All other economic development corporation members submitted their payment in advance, while Holcomb has consistently paid their contribution payment at the end of the year, Walker said.
“We only have four members, and we highly value each one,” Walker said. “We’d hate to lose a member.”
During the meeting, DuVall asked Rupp if he thought Holcomb was paying too much for it’s annual fee.
“Do I think I’m paying too much, or do I think I’m paying the equal amount?” Rupp questioned back. “No, I don’t think I’m paying the equal amount… It’s kind one of those things. I may be fine with paying $25,000 if Garden City is paying $250,000. To me, it’s leveling the playing field.”
During the meeting, Rupp pulled out his wallet from his pocket and told DuVall that the dollars that are going to fund the FCEDC are coming from it.
“It’s coming out of my pocket, his pocket, everybody else’s pocket. If I lived in Garden City, I’d be giving a smaller greenback than if I lived in Holcomb,” Rupp said. “…The thing is, I do not think it is fair for people that live in Finney County, if you live in Holcomb, you’re paying more than what someone living in Garden City is.”

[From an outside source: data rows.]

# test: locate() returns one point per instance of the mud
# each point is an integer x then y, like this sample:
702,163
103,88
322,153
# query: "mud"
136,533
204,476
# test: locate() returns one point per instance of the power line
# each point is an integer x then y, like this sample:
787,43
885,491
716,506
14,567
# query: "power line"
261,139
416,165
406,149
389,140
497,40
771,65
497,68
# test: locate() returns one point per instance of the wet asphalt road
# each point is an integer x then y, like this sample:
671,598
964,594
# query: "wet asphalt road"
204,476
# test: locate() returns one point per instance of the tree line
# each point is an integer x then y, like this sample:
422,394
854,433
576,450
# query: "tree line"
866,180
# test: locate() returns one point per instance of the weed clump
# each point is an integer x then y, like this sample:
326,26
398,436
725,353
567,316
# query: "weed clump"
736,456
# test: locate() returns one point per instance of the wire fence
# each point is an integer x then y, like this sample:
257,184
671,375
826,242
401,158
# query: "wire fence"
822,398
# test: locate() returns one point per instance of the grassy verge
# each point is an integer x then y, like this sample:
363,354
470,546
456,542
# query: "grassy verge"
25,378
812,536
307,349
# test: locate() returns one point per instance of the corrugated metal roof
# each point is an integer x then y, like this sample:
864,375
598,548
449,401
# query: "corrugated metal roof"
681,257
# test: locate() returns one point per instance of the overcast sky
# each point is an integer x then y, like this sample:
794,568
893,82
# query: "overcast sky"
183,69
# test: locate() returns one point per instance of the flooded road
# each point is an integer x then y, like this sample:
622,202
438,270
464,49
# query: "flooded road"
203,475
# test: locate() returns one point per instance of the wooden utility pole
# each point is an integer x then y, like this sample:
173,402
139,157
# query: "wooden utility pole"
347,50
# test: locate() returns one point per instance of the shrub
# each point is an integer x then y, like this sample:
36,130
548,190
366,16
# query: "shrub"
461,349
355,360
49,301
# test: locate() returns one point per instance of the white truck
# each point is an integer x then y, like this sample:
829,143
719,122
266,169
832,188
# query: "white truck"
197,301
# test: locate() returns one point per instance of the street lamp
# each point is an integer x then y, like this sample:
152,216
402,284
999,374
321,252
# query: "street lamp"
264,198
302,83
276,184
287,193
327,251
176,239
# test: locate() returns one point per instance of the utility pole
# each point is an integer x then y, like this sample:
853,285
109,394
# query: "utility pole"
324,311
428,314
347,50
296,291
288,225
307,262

DuVall told Rupp she was not trying to argue during the meeting, but was trying to get the council members to understand Holcomb’s contribution amount, noting that Holcomb benefits from overall economic development in Finney County, as well as sales tax, transient guest taxes, among other things.
"It’s about sustainable, whole growth. It’s about having the amenities that people need. Education is at the top of that list, but as a community, you’ve never had to fund health care. All these other communities have had to fund hospitals, clinics, you name it. You’ve had the benefit of us growing in Garden City to offset a lot of those costs that you would otherwise be responsible for,” DuVall said, noting that Holcomb also has not had to build new roads or put up street lights to accommodate recent developments like Schulman Crossing.
“… I just want to make it clear that what we do benefits everybody, not just benefitting Finney county quite frankly. It benefits the entire region.”
When the FCEDC sets up it’s budget, it looks at all aspects overall, Walker said.
“It’s real hard to say XYZ dollars went to Holcomb, came from Holcomb…” he said. “The $130,000 that the City of Garden City gives us, that does not include all the time and staff efforts, incentives and benefits and everything else that we get for a DFA or transload facility or something like that. All of those contributions from us generate revenue for you.”
After several minutes of discussion between the council and FCDC representatives, the council voted unanimously to pay the $25,000 membership contribution for 2017.
Following Wednesday’s meeting, Holcomb Mayor Gary Newman, who is Holcomb’s FCEDC representative, said discussion for the 2018 payment will come up later when the FCEDC puts in its budget request.
"We will discuss whether we want to pay the full thing or if we want it changed. I think a lot of it is probably dependent on what activities will be going on between the two,” he said.
In other business, new council members Curt Nemechek and Sam Mesa were welcomed to the council. The two new council members were sworn in Monday and replace Mark Richmeier and Scott Homer. Both Richmeier and Homer were recognized during Wednesday’s meeting and were given plaques to thank them for their service.